I can't quite get the answer... PLEASE HELP!!! For the given statement Pn, write the statements P1, Pk, and Pk+1. 3. 2 + 4 + 8 + . . . + 2n = 2(n+1) - 2 P1 2(n+1)-2 2(1+1)-2 4-2=2 (first term) Pk 2+4+8+…+2k=2(k+1)-2 Pk+1 2+4+8+…+2k+2(k+1)=2(k+1+1)-2 2+4+8+…+2k+2(k+1)=2(k+2)-2 2(k+1)-2+2(k+1)=2(k+2)-2 2k+2-2+2k+2=2(k+2)-2 4k+2=2(k+1)-2
we can do this, give me a minute to get to a real computer
@satellite73 : may u check my question when u finish this question ? Ty
okay! :)
wow it took a long time to load
first of all, \[2 + 4 + 8 + . . . + 2n = 2(n+1) - 2\] is not correct
\[2(n+1)-2=2,+2-2=2n\] which is only the last term
it should be \[2+4+6+8+...+2n=n^2+n\] is that what you have?
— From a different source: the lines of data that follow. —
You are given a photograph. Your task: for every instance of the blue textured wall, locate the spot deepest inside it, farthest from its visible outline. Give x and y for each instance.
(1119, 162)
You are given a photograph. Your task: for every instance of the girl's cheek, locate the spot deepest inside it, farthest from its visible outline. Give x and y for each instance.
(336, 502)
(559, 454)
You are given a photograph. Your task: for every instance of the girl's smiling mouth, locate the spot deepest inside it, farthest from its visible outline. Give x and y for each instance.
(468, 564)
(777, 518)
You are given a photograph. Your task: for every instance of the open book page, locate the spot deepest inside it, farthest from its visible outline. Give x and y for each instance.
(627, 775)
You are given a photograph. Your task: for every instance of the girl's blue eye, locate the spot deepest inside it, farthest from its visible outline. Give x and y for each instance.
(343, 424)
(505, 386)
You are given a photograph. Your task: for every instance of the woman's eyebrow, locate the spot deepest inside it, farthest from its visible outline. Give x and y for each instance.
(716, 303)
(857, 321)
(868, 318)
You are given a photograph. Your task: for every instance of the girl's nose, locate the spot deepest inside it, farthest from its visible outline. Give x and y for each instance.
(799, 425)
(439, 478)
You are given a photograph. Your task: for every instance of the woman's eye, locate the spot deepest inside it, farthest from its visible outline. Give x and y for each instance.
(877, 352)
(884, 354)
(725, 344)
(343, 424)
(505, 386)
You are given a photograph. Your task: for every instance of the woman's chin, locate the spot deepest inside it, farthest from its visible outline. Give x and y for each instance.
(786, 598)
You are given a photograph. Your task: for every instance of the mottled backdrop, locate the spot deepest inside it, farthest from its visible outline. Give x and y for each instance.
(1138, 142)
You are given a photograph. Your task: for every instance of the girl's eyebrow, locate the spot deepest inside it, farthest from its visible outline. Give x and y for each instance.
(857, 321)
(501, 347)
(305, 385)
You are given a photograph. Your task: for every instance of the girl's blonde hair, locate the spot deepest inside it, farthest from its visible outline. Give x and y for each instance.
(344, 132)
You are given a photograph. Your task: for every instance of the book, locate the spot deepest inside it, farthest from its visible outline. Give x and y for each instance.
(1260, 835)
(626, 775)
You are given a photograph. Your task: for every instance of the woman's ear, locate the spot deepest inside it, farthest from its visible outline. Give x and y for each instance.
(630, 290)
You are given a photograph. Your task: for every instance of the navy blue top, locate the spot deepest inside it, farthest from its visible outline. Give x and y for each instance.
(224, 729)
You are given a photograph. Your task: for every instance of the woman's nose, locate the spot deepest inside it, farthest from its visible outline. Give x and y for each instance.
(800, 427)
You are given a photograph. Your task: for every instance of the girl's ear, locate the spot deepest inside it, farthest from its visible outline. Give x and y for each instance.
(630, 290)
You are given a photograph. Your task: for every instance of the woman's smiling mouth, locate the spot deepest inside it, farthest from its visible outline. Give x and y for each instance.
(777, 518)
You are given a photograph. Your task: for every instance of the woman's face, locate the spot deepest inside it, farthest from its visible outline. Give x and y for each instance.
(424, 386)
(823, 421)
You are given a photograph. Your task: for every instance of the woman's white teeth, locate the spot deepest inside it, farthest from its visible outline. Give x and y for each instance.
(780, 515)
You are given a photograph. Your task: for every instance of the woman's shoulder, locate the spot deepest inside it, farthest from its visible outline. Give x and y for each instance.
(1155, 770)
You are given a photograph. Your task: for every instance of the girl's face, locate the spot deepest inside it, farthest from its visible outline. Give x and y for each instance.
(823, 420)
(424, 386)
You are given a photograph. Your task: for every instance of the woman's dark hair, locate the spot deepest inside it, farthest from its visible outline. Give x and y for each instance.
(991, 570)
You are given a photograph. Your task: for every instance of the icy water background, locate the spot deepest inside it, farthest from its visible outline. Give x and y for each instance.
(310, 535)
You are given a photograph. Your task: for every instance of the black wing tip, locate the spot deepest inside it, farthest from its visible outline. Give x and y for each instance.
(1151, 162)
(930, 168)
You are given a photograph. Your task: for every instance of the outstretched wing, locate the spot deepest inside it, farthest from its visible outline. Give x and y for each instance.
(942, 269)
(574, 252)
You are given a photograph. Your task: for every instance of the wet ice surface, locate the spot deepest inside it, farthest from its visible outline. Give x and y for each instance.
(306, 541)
@Eyad sure, what would you like to me check @madixy it looks like you are doing a proof "by induction" so we need the right formula
http://openstudy.com/study#/updates/513e8e0ae4b029b0182c2de0 This one ,if u dont mind
Sry madixy for ruining your question.
oh sorry i was waiting and forgot to check if you were back... okay I'm going to read what you wrote real quick @satellite73 and you're not ruining it it's fine! :) @Eyad
so pk is wrong?
the sum of the first \(n\) even numbers is \(n^2+n\)
not \(2(n+1)-2\)which is just \(2n\)
in other words, it is \[2+4+6+...+2n=n^2+n\]
\(P_1\) would be \(2=1^2+1\) which is true
\(P_k\) would be \[2+4+6+...+2k=k^2+k\]
Wait but it says 2(n+1)-2 in the question...?
and \(P_{k+1}\) would be \[2+4+6+...+2k +2(k+1)=(k+1)^2+(k+1)\]
can you post or attach the exact question?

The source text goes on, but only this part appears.